Über 90 Prozent der Mitarbeiter der Talanx Gruppe arbeiten in Zeiten von Corona im mobilen Office. Viele von ihnen nutzen dafür Privatgeräte ohne Sicherheitskonzept – ein Eldorado für Cyberkriminelle. Das Group-Security-Team legt in dieser Zeit besonderes Augenmerk darauf, Kunden-, Mitarbeiter- und Partner- Informationen zu schützen. Leonie Windolph ist Teil dieses Teams. Sie vertritt fachlich den Leiter des Bereichs Group Security, Andreas Walz. Während der Krise koordiniert er wiederum als stellvertretender Leiter des Konzern Krisenstabs die IT-Themen und trifft wichtige Security-Entscheidungen direkt im Talanx Krisenstab.
Mehrmals täglich prüft Leonie Windolph, ob es neue Angriffswege und kriminelle Methoden gibt – aktuell besonders vor dem Hintergrund von Corona. „Wir halten unsere Maßnahmen und unsere Technik dagegen, um zu beurteilen, ob eine Gefahr für das Unternehmen besteht. Ist die Angriffsmöglichkeit technisch bedingt, geben wir dies zur Analyse an die IT weiter; gibt es eine organisatorische Bedrohung, wenden wir uns direkt an die Mitarbeiter, zum Beispiel über das Intranet oder per Mail“, erklärt Leonie Windolph ihren Arbeitsalltag. Es greifen dieselben etablierten Sicherheitsprozesse wie vor Corona – inklusive 24/7-Rufbereitschaften, um schnell auf potentielle Angreifer reagieren zu können. Welche neuen Maßnahmen infolge der Pandemie notwendig werden und wie wichtig dabei die Rolle der Mitarbeiter ist, erzählt Leonie Windolph im Interview mit Josefine Zucker aus dem Bereich Group Communications.
Leonie, wie wirkt sich Corona auf das Thema Informationssicherheit aus?

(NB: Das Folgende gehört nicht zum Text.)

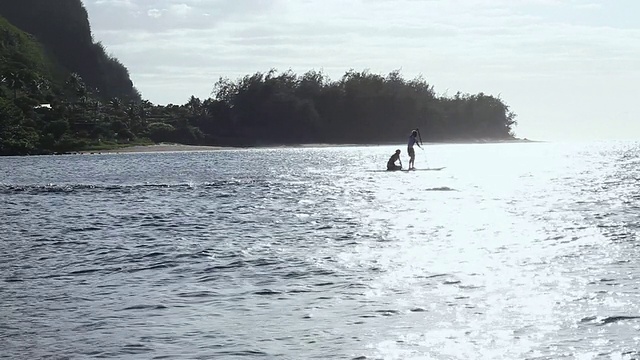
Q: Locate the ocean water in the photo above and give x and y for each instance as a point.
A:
(513, 251)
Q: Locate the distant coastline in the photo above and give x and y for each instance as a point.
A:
(174, 147)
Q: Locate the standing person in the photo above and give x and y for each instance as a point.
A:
(391, 164)
(412, 153)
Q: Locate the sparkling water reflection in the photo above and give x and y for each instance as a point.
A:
(513, 251)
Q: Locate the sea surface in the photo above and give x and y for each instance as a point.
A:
(512, 251)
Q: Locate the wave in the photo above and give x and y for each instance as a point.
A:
(35, 189)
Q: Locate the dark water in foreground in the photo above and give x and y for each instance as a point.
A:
(514, 251)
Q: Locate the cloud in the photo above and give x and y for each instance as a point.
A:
(449, 41)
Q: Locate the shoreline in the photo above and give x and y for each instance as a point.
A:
(171, 147)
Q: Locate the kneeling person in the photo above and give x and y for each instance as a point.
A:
(391, 164)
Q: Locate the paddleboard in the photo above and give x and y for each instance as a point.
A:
(407, 170)
(427, 169)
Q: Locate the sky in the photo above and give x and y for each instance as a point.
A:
(569, 69)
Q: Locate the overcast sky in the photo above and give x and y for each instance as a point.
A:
(568, 68)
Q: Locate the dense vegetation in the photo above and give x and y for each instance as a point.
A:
(92, 104)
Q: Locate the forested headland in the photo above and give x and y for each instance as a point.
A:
(60, 91)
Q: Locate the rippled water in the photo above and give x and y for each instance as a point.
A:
(513, 251)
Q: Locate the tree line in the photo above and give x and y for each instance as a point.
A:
(260, 109)
(60, 92)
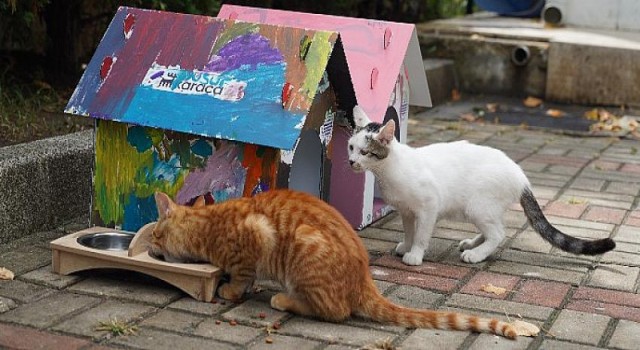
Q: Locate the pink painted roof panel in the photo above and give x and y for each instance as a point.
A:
(364, 45)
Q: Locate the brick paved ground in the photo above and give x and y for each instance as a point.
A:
(589, 187)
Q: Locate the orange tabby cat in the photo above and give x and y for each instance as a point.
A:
(301, 242)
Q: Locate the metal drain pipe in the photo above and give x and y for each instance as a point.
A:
(520, 55)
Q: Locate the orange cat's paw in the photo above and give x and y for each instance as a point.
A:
(227, 292)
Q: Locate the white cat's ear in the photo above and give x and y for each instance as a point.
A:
(360, 117)
(387, 132)
(165, 205)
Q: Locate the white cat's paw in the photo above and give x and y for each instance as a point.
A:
(413, 259)
(466, 244)
(472, 256)
(402, 248)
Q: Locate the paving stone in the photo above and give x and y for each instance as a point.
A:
(412, 278)
(490, 341)
(581, 183)
(22, 291)
(572, 263)
(375, 245)
(415, 297)
(626, 336)
(283, 342)
(7, 304)
(163, 340)
(188, 304)
(249, 311)
(543, 293)
(629, 234)
(324, 331)
(474, 286)
(549, 344)
(86, 322)
(562, 208)
(153, 292)
(602, 214)
(434, 339)
(14, 337)
(530, 241)
(25, 259)
(617, 277)
(238, 334)
(499, 306)
(381, 234)
(171, 320)
(579, 326)
(548, 273)
(607, 296)
(613, 310)
(429, 268)
(48, 311)
(46, 276)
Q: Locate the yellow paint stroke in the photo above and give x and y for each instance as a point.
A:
(317, 60)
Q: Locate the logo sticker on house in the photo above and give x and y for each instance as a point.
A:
(180, 81)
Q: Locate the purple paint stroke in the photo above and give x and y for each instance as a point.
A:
(224, 171)
(247, 49)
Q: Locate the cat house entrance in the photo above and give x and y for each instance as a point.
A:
(306, 171)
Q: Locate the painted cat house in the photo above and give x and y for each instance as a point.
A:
(387, 75)
(194, 105)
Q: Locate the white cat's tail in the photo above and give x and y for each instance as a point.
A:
(554, 236)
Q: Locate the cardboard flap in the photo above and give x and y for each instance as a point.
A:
(249, 82)
(375, 52)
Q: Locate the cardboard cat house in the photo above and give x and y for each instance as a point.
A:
(387, 73)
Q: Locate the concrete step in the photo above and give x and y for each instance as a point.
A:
(442, 80)
(520, 57)
(44, 183)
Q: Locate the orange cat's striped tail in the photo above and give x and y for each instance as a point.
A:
(377, 308)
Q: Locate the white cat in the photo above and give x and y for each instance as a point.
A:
(456, 180)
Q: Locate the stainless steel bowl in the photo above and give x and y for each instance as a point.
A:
(107, 240)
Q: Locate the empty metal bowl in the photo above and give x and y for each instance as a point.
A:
(106, 240)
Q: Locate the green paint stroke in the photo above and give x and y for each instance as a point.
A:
(316, 61)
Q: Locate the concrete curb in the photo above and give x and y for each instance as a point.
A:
(44, 183)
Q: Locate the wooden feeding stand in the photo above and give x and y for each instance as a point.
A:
(69, 256)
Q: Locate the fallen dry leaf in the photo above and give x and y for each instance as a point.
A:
(555, 113)
(6, 274)
(532, 102)
(525, 329)
(490, 288)
(492, 107)
(455, 95)
(468, 117)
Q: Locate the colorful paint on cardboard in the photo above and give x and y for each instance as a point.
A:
(204, 76)
(132, 162)
(376, 52)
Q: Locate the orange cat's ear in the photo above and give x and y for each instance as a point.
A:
(200, 202)
(165, 205)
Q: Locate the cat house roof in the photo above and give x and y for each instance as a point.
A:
(249, 82)
(375, 52)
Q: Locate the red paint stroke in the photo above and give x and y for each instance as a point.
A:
(286, 93)
(129, 21)
(105, 68)
(387, 38)
(374, 77)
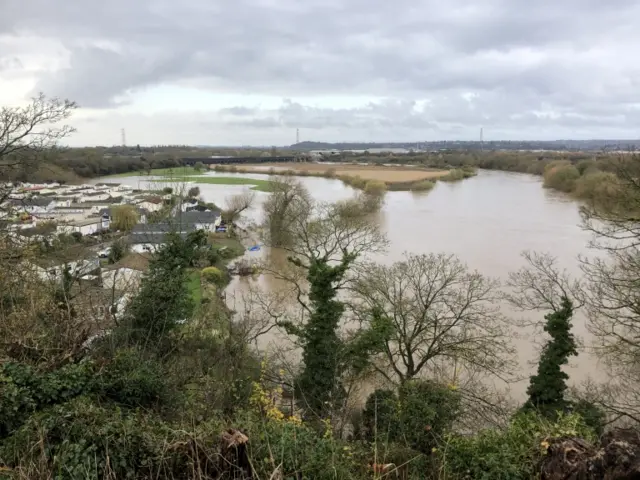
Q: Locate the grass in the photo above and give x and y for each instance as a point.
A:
(259, 185)
(174, 171)
(195, 287)
(357, 176)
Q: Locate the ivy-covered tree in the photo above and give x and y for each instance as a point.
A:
(164, 299)
(548, 386)
(323, 246)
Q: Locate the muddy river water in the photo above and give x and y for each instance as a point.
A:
(487, 221)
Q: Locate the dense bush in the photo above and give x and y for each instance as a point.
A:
(135, 381)
(422, 186)
(213, 275)
(509, 454)
(25, 390)
(419, 416)
(83, 440)
(561, 177)
(598, 187)
(374, 187)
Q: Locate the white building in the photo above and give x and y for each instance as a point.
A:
(86, 227)
(126, 274)
(52, 270)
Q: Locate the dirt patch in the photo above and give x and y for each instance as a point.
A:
(366, 172)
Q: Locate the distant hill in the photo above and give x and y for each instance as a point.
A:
(569, 145)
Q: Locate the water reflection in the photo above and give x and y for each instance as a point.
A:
(487, 221)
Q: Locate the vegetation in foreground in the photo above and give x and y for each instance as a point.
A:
(159, 388)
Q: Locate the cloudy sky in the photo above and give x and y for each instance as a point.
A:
(249, 72)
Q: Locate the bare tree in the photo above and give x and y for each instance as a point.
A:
(323, 248)
(431, 309)
(289, 203)
(612, 288)
(29, 132)
(541, 285)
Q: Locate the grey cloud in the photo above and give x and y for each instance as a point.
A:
(519, 58)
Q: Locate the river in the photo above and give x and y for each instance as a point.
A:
(487, 221)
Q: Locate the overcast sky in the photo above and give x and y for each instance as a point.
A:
(249, 72)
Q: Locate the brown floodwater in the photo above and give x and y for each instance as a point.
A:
(487, 221)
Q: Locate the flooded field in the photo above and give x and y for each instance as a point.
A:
(487, 221)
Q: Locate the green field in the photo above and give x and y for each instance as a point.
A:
(259, 185)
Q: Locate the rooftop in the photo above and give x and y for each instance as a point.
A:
(133, 261)
(195, 216)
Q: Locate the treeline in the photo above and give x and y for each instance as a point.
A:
(161, 385)
(166, 389)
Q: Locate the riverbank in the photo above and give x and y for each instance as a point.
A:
(258, 185)
(171, 172)
(358, 175)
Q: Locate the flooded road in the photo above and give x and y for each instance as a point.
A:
(487, 221)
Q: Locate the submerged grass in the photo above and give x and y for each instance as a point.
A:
(173, 171)
(259, 185)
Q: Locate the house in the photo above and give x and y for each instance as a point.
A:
(34, 233)
(152, 237)
(142, 213)
(189, 204)
(152, 204)
(126, 274)
(86, 227)
(207, 221)
(94, 196)
(34, 205)
(52, 269)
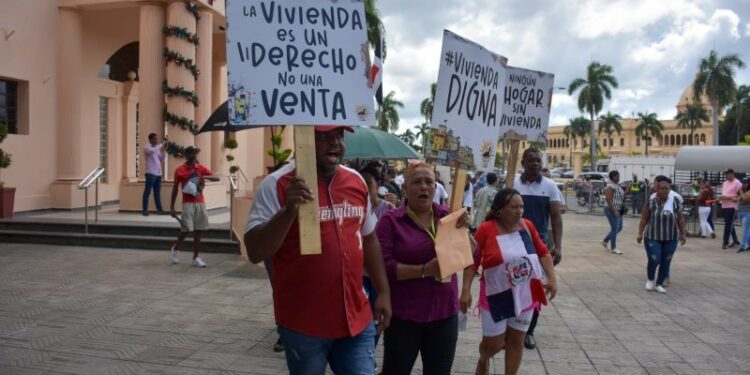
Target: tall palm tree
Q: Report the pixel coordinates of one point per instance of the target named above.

Wir haben durch die Pandemie eine geänderte Bedrohungslage. Kleinkriminalität wie Taschendiebstähle und Ladenüberfälle nehmen ab – auch die Kriminellen sitzen nun quasi im Home-Office. Angreifer nutzen die aktuelle Besorgnis rund um das Virus für umfangreiche Cyberangriffe auf Unternehmen und Privatpersonen. Es werden Computer gekapert, Passwörter und Daten geklaut und Geld erpresst. Dass aktuelle Themen von Kriminellen aufgegriffen werden, ist jedoch an sich nichts Neues. Corona eignet sich deswegen so sehr dafür, weil es die ganze Welt betrifft und weil Viele verunsichert und daher extrem am Thema interessiert sind. Kurz gesagt: Die Zeit eignet sich perfekt für Betrügereien jeglicher Art mit dem Wort „Corona“ als Köder.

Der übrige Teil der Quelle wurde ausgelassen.